Contribution: 0001-InnoDB-Use-CAS-for-Eventmutex-trylock.patch (application/octet-stream, text), 2.40 KiB.
[8 Nov 2017 9:10]
MySQL Verification Team
Hello Debayan, Thank you for the report and contribution. Thanks, Umesh
[21 Nov 2017 15:37]
Debayan Ghosh
Any comments on this one ? Has someone seen the impact of this on other platforms including PPC64 ?
[8 Dec 2017 15:43]
Eric Anger
I have tested this patch on several different Arm platforms and have seen it improve performance for large core counts under high lock contention.
[15 Dec 2017 17:25]
Daniel Frazier
I tested on a 128 CPU ppc64le system, and I also see improvements there. My commandline: $ sysbench --max-requests=0 --test=oltp --num-threads=128 --max-time=60 --mysql-user=testuser --mysql-password=testpassword run sysbench.orig.1: transactions: 60718 (1005.43 per sec.) sysbench.orig.1: deadlocks: 8173 (135.34 per sec.) sysbench.orig.1: read/write requests: 1284365 (21267.85 per sec.) sysbench.orig.1: other operations: 129609 (2146.20 per sec.) sysbench.cas.1: transactions: 70365 (1170.24 per sec.) sysbench.cas.1: deadlocks: 9346 (155.43 per sec.) sysbench.cas.1: read/write requests: 1486625 (24724.10 per sec.) sysbench.cas.1: other operations: 150076 (2495.92 per sec.)
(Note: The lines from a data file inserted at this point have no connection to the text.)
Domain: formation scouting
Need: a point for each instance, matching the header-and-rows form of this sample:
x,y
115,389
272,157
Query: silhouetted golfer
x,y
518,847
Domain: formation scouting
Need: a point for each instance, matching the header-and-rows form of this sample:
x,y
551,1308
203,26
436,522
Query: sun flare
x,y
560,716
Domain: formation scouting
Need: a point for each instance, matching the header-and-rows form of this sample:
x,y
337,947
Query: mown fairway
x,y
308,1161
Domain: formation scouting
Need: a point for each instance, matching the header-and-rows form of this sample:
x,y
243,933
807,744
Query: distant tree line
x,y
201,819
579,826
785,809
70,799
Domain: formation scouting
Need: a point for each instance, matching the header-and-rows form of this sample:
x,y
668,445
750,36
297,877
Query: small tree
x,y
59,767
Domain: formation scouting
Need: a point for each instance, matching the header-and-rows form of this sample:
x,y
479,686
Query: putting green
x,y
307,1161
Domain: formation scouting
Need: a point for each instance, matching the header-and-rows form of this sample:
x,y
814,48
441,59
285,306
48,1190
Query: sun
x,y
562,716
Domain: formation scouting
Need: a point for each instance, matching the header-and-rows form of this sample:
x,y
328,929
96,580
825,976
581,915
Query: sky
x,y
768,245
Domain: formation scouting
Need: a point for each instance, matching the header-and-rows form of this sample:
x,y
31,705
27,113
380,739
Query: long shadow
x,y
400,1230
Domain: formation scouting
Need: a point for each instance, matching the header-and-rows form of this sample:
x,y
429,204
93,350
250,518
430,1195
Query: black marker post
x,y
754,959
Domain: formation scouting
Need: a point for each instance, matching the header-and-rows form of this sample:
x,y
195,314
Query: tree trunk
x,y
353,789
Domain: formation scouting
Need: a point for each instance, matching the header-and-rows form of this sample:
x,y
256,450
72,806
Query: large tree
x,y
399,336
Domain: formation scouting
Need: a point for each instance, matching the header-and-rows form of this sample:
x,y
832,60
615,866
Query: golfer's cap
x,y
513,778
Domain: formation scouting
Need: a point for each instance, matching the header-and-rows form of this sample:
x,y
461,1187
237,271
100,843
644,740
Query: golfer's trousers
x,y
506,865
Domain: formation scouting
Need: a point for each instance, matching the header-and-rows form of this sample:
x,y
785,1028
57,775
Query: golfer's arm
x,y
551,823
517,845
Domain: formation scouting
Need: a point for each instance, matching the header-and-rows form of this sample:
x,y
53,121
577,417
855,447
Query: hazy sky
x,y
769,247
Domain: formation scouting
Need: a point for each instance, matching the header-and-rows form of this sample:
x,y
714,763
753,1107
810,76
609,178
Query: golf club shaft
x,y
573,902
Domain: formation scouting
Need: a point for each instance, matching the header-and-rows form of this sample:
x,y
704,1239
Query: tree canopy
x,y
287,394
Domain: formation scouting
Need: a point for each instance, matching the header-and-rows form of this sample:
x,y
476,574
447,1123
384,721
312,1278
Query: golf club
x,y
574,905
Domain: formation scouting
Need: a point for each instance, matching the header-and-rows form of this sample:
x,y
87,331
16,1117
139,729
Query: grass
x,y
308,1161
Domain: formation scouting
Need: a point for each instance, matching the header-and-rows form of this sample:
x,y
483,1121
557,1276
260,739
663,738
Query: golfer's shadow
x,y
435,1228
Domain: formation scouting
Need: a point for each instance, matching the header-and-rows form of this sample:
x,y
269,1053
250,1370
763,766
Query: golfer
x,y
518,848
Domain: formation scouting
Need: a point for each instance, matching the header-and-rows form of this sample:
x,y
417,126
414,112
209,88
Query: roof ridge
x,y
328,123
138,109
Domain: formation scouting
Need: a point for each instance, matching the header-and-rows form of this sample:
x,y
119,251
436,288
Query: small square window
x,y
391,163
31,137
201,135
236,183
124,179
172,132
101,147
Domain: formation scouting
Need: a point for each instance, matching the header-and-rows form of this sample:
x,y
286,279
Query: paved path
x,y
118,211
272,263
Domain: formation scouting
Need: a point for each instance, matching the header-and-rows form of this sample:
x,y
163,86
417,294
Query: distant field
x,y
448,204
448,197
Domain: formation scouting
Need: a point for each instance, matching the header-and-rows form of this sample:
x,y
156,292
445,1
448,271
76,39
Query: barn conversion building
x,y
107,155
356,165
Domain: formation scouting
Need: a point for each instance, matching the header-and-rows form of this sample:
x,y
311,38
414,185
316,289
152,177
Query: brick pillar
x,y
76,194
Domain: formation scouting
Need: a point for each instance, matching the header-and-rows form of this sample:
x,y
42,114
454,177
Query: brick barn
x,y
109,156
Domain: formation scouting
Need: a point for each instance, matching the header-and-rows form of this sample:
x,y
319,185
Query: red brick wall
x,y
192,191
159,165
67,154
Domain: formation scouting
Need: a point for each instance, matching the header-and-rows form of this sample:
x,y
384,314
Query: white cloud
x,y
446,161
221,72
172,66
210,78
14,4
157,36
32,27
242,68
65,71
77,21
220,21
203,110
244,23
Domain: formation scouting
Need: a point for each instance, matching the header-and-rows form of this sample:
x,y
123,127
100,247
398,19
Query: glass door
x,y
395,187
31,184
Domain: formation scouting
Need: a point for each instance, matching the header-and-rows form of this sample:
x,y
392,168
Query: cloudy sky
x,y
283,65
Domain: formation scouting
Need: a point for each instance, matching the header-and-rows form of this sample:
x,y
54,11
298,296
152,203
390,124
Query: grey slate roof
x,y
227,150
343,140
Description: Hi, Currently MYSQL event mutex code uses test and set semantics to try acquiring a lock. file:: storage/innobase/include/ib0mutex.h bool tas_lock() UNIV_NOTHROW { return(TAS(&m_lock_word, MUTEX_STATE_LOCKED) == MUTEX_STATE_UNLOCKED); } When the contention is high with several threads attempting the atomic_exchange , I find compare and swap (__atomic_compare_exchange) to be performing quite better on some arm64 platforms compared to test and set. bool cas_lock() UNIV_NOTHROW { return (CAS(&m_lock_word, MUTEX_STATE_UNLOCKED, MUTEX_STATE_LOCKED) == MUTEX_STATE_UNLOCKED); } I also see the Futexlock implementation to also use a CAS for try lock. I used the latest sysbench 1.1 oltp update/write only benchmarks to test the impact. The improvement was seen with 32 or more number of threads. In addition to this, reducing the strength of the atomic_compare_exchange barrier from ATOMIC_SEQ_CST/ATOMIC_SEQ_CST to ATOMIC_ACQUIRE/ATOMIC_RELAXED gives some additional improvement but this may need to be verified on all other platforms and scenarios. How to repeat: Used SysBench 1.1 oltp writes/update on ARM64 platforms with number of threads 32 and more.